As we're leaning on regular expressions here, we can also make use of wildcards in a robots.txt file.

For example, a lot of people use Wordpress as a CMS. Visitors can use the built-in search function to find posts about a certain topic and the url for a search query has the following structure: http://domain.com/?s=searchquery.

If I want to block search results from being indexed, I can use a wildcard. The robots.txt record will look like this:

1	User-agent: *
2	Disallow: /?s=

You can also use wildcards to prevent filetypes from being indexed. The following code will block all .png images:

1	User-agent: *
2	Disallow: /*.png$

Don’t forget to add the dollar sign at the end. It tells search engines that it’s the end of a URL string.

Testing Your robots.txt File

It’s always a good idea to test your robots.txt file to see if you’ve made any mistakes. You can use Google Webmaster Tools for this.

Under ‘health’ you’ll find the ‘blocked urls’ page. Here you’ll find all the information about your file. You can also test changes before uploading them.

Robots Meta Tag

The robots meta tag is used to manage the accessibility of crawlers to a single page. It tells search engines if the page can be crawled, archived or if the links on the page may be followed.

This is what the robots meta tag looks like:



<head>

	<meta name=”robots” content=”noindex” />

</head>

This meta tag prevents crawlers from indexing the web page. Besides “noindex” there are several other attributes that might be useful:

index: this page can be indexed.
noindex: this page can’t be displayed in the search results.
follow: the links on this page can be followed.
nofollow: the links on this page can’t be followed.
archive: a cache-copy of this page is permitted.
noarchive: a cache-copy of this page isn’t permitted.

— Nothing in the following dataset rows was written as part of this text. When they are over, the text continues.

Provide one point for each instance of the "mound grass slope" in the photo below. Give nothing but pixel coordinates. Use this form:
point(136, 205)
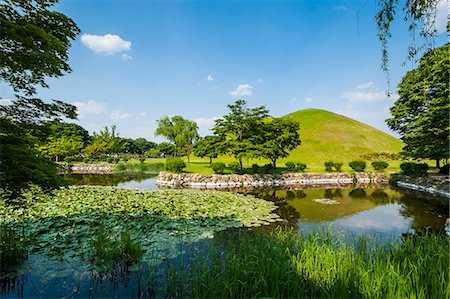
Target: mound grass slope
point(329, 136)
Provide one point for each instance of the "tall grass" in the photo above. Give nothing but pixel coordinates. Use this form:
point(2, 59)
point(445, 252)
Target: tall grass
point(284, 264)
point(141, 167)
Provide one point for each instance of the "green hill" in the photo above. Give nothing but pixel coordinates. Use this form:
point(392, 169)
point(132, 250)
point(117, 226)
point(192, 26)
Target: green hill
point(329, 136)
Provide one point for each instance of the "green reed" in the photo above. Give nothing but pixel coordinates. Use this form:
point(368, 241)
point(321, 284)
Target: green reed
point(284, 264)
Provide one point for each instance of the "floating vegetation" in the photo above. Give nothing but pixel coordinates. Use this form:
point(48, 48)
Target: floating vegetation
point(326, 201)
point(62, 225)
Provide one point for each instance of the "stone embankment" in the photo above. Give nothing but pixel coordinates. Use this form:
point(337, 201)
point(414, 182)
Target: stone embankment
point(217, 181)
point(90, 168)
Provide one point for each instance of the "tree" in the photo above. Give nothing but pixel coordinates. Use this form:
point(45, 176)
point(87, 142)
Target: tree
point(420, 14)
point(240, 132)
point(181, 132)
point(209, 146)
point(280, 137)
point(34, 44)
point(420, 115)
point(62, 146)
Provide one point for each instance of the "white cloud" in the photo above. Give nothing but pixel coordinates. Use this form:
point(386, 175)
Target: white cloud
point(363, 96)
point(117, 115)
point(364, 92)
point(126, 57)
point(89, 107)
point(366, 85)
point(205, 124)
point(242, 90)
point(108, 44)
point(5, 102)
point(340, 8)
point(442, 13)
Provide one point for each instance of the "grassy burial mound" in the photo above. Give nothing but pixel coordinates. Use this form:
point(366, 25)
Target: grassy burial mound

Multiple attributes can be used in a single robots meta tag, for example:



<head>

	<meta name=”robots” content=”noindex, nofollow” />

</head>

This markup prevents crawlers from indexing the page and following its links.

If you happen to be using conflicting tags, Google will use the most limiting option. Let’s say you use ‘“index” and “noindex” in the same tag, the page will not be indexed (most restrictive option, just to be safe).

Do I use robots.txt or Meta Tags?

As we've discussed, there are two ways to manage the accessibility of web pages: a robots.txt file and meta tags.

The robots.txt file is great for blocking complete directories or certain file types. With a single line of text you can do a lot of work (and potentially a lot of damage!) But if you want to block an individual page, it’s best to use the robots meta tag.

Sometimes URLs that are blocked via the robots.txt file can still appear in the search results. When there are a lot of links pointing to the page and Google believes the only relevant search result for the search query, it will still show up. If you absolutely don’t want the page to be displayed you should add the noindex meta tag. This may sound complicated but Matt Cutts explains everything into detail in Uncrawled URLs in search results on YouTube.

Conclusion

With the robots.txt file and robots meta tags you can easily manage your site’s accessibility for search engines.

Don’t forget to check and double-check your meta tags and robots.txt file to prevent inadvertently blocking crawlers from indexing important pages.